[BUG] sman causes endless loop if libraries required by viewman does not exist

17 views
Skip to first unread message

Qian Yun

unread,
Jun 11, 2022, 3:53:36 AM6/11/22
to fricas-devel
The description of this bug:

1. First, I found this bug on macOS, when I run the binary from
GitHub CI, which is built with X11 support. But the system
does not include any X11 libraries, because they are not installed
from homebrew yet. Start "fricas" with no options will cause the
screen to be flooded with error messages that viewman has problem
loading shared libraries.

2. So this is easily reproduced on Linux as well. Simply rename
a X11 .so file (for example /usr/lib64/libXpm.so.4) to something else
and you can reproduce this bug. (Remember to rename it back!)

Further more, running a pre-built FriCAS distribution with X11
support on a server or a container that does not have X11 libraries
will meet this bug.

====

The simpliest workaround is to use "fricas -nogr".


The relevant code is in src/sman/sman.c:

static void
start_the_graphics(void)
{
spawn_of_hell(GraphicsProgram, DoItAgain);
}

The "DoItAgain" flag causes sman to start it endlessly.
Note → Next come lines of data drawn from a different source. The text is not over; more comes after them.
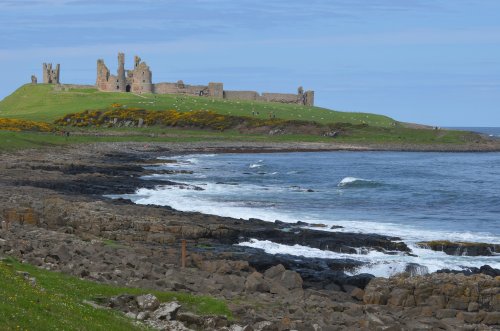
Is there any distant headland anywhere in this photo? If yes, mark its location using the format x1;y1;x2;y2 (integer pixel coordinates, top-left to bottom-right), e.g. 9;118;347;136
31;53;314;106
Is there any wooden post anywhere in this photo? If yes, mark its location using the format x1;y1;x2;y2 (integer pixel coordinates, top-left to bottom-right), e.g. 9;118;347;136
181;239;186;268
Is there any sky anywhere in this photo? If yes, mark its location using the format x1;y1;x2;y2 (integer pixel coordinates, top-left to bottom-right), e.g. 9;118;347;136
0;0;500;126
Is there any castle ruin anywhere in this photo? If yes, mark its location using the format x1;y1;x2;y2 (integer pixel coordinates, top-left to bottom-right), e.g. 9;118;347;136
95;53;314;106
43;63;61;84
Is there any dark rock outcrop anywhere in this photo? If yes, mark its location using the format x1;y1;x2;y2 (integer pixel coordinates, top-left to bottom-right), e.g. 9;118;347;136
417;240;500;256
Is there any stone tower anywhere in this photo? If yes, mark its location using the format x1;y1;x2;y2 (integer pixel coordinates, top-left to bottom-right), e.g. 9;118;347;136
131;56;153;93
208;82;224;99
116;53;127;92
43;63;61;84
304;91;314;107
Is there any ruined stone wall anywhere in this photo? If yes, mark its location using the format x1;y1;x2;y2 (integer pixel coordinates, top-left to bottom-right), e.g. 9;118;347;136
131;56;154;93
93;53;314;106
304;91;314;107
208;82;224;99
153;83;179;94
42;63;61;84
260;93;302;103
96;59;110;91
154;82;209;96
116;53;127;92
224;91;260;100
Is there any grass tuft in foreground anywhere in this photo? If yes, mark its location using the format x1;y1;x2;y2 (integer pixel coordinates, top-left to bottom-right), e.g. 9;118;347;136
0;258;232;330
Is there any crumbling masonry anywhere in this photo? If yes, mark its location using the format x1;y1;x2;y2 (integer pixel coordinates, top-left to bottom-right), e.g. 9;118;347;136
95;53;314;106
42;63;61;84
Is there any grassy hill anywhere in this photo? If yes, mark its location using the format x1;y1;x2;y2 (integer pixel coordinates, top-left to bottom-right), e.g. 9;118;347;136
0;84;394;127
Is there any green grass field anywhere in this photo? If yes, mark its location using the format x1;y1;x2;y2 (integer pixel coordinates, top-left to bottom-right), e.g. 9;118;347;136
0;84;488;151
0;84;395;127
0;259;232;331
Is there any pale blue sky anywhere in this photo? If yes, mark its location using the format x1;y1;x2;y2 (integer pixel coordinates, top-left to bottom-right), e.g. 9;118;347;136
0;0;500;126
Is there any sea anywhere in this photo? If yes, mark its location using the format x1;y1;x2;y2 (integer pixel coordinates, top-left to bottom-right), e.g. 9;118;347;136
121;129;500;277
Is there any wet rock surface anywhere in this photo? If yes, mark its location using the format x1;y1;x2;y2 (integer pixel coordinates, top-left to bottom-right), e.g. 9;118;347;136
418;240;500;256
0;144;500;330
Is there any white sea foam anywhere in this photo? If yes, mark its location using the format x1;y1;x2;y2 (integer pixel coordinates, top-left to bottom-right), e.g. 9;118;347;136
239;239;500;277
122;155;500;276
337;177;377;187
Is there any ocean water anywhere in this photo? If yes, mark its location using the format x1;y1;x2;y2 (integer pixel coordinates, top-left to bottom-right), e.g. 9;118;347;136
118;152;500;276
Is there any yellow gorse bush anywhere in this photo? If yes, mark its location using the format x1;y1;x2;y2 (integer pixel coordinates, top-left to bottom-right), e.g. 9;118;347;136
0;118;54;132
Not sure why it is designed this way. If we start with "fricas -nox",
we can start hyperdoc by ")hd", but we can not use "draw" anymore.
This should be related.

- Qian

Waldek Hebisch

unread,
Jun 13, 2022, 9:16:01 PM6/13/22
to fricas...@googlegroups.com
Missing library is system/installation error. In such case you
can not expect FriCAS to work properly. Of course, infinite loop
of error messages is not nice, but IMO this is relatively low
priority issue, it is more important to ensure that required
libraries are preset.

Considering loop of respawning, AFAICS if things work OK it
should be not needed. It seems that orignals authors believed
that respawning masks some problems.

I hope that some day we will have more sane code on C side.
However, small tweaks are unlikely to converge to better
stucture unless there is enough advance plannig. As I wrote,
I would like to change communication protocol between
various parts of FriCAS. Precondition for protocol change
is getting right structure on Boot/Lisp side, in particular
isolating all I/O. We are close to this, but still not
there...

--
Waldek Hebisch

Qian Yun

unread,
Jun 14, 2022, 12:42:59 AM6/14/22
to fricas...@googlegroups.com
Just take a deeper look.

If you start with "fricas -nox", you can start hyperDoc later with
")hd", which is just a shorthand for ")system hypertex &".

And it seems that
")system /usr/lib64/fricas/target/x86_64-pc-linux-gnu/lib/viewman &"
works as well.

So if I dig deeper and find that there is no special reason
for sman to spawn "viewman" endlessly, we can treat it the same
as "hyertex": sman will just spawn it once when launch fricas,
user can spawn it manually when needed.

- Qian

Waldek Hebisch

unread,
Jun 14, 2022, 12:28:39 PM6/14/22
to fricas...@googlegroups.com
On Tue, Jun 14, 2022 at 12:42:20PM +0800, Qian Yun wrote:
> Just take a deeper look.
>
> If you start with "fricas -nox", you can start hyperDoc later with
> ")hd", which is just a shorthand for ")system hypertex &".
>
> And it seems that
> ")system /usr/lib64/fricas/target/x86_64-pc-linux-gnu/lib/viewman &"
> works as well.
>
> So if I dig deeper and find that there is no special reason
> for sman to spawn "viewman" endlessly, we can treat it the same
> as "hyertex": sman will just spawn it once when launch fricas,
> user can spawn it manually when needed.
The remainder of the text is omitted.